WebmasterID logoWebmasterID
AI crawlers

AI2Bot — Allen Institute for AI crawler

AI2Bot is the crawler operated by the Allen Institute for AI (AI2) to gather web data for its datasets and research. AI2 documents the crawler and its robots.txt token. Where a specific is not clearly covered it is marked partially verified rather than guessed.

Partially verified

What this means

AI2Bot is the crawler the Allen Institute for AI uses to gather public web data for its datasets and research. It appears in logs as an automated fetcher carrying the AI2Bot token.

AI2 publishes guidance on the crawler. Where a particular specific is not clearly covered, this entry describes the stable identification pattern rather than asserting unsourced detail.

How AI2Bot identifies itself

AI2Bot uses the robots.txt user-agent token AI2Bot. Its user-agent string contains that token together with a self-identifying URL. Match on the stable token rather than a full version string.

The user agent is a claim and can be copied. Use AI2's published guidance where authenticity matters, and do not invent IP ranges.

robots.txt considerations

To disallow AI2Bot site-wide:

User-agent: AI2Bot Disallow: /

AI2Bot is expected to honour robots.txt as a compliant crawler. robots.txt is a request, not an access-control boundary.
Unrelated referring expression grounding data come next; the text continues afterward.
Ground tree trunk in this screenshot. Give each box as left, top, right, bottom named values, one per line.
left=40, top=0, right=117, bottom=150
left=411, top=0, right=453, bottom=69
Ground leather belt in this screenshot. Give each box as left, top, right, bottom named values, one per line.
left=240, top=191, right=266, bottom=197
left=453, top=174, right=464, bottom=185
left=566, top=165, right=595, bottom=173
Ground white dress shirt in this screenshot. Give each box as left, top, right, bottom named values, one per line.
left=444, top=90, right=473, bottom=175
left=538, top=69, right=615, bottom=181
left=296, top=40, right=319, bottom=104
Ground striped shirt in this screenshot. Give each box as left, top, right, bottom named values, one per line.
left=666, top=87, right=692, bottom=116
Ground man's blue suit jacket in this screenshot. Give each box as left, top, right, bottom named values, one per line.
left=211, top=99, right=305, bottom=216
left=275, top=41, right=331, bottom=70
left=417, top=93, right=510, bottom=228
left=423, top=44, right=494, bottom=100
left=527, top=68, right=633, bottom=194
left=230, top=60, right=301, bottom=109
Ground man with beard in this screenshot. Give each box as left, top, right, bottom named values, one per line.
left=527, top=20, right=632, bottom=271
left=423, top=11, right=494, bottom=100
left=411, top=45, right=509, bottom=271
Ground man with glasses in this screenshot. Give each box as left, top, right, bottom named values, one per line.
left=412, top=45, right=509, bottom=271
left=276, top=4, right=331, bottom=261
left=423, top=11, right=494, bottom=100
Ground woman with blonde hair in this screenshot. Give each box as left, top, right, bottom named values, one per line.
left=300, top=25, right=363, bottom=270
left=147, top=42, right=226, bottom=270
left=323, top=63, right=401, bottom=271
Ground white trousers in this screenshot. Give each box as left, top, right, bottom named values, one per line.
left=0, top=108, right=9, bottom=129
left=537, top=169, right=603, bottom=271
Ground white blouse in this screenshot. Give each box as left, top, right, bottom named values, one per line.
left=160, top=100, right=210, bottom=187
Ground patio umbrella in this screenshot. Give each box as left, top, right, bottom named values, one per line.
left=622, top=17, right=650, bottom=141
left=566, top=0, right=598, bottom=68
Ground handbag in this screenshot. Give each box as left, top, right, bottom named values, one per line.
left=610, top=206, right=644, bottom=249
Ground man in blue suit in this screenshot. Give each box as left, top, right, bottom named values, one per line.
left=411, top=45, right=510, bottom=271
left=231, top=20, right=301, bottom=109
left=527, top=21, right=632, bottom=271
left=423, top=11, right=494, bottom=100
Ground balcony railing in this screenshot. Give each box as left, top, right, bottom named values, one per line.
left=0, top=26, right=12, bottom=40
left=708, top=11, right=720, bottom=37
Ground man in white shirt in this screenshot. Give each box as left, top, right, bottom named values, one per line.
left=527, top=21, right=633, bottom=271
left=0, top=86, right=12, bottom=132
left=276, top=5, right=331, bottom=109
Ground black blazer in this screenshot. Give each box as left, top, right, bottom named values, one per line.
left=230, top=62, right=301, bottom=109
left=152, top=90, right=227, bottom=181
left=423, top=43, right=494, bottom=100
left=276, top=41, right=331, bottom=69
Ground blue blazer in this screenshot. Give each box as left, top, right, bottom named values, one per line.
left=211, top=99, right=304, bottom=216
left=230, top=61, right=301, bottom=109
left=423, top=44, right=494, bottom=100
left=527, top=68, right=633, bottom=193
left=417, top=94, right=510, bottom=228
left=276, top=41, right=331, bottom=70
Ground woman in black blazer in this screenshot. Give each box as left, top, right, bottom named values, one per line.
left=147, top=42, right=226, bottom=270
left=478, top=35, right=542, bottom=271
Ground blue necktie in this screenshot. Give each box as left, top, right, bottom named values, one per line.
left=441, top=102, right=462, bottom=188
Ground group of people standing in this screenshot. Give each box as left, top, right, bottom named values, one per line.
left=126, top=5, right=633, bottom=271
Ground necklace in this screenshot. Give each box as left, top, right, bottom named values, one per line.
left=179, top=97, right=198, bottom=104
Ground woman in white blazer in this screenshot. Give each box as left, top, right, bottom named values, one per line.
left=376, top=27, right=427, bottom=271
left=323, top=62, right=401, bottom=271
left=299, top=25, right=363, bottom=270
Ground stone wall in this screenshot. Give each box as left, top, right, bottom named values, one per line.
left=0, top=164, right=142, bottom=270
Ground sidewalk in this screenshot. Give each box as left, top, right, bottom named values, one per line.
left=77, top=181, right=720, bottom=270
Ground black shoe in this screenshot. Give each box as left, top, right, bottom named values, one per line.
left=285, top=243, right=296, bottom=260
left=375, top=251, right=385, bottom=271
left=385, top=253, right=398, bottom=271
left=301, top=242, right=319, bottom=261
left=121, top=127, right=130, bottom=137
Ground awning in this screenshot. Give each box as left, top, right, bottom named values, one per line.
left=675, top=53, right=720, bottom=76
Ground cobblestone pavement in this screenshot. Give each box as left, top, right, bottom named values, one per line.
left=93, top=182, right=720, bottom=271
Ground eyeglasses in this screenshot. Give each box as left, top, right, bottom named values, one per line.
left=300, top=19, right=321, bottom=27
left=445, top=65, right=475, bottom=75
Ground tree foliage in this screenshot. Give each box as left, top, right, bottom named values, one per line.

How it appears in analytics and logs

A request carrying the AI2Bot token is the Allen Institute for AI's crawler fetching a URL for its datasets — a bot event, not a human visit. Identify it by the token and treat any unverified specifics conservatively.

Diagnostic use case

Identify AI2Bot in logs by its token and set robots.txt policy for the Allen Institute for AI's dataset crawler.

What WebmasterID can help detect

WebmasterID classifies AI2Bot server-side by its token and surfaces it on the bot-intelligence and AI-visibility surfaces, so you can see Allen Institute crawl activity per page without parsing logs.

Common mistakes

Privacy and accuracy notes

Detection uses only the request user-agent. No human identity is involved. WebmasterID records the crawl as a bot event, separate from human analytics, and never attaches it to a visitor profile.

Related pages

Sources and verification notes

Last reviewed 2026-06-24. Facts are checked against primary/official sources where available; uncertain specifics are marked “Data not yet verified” rather than guessed.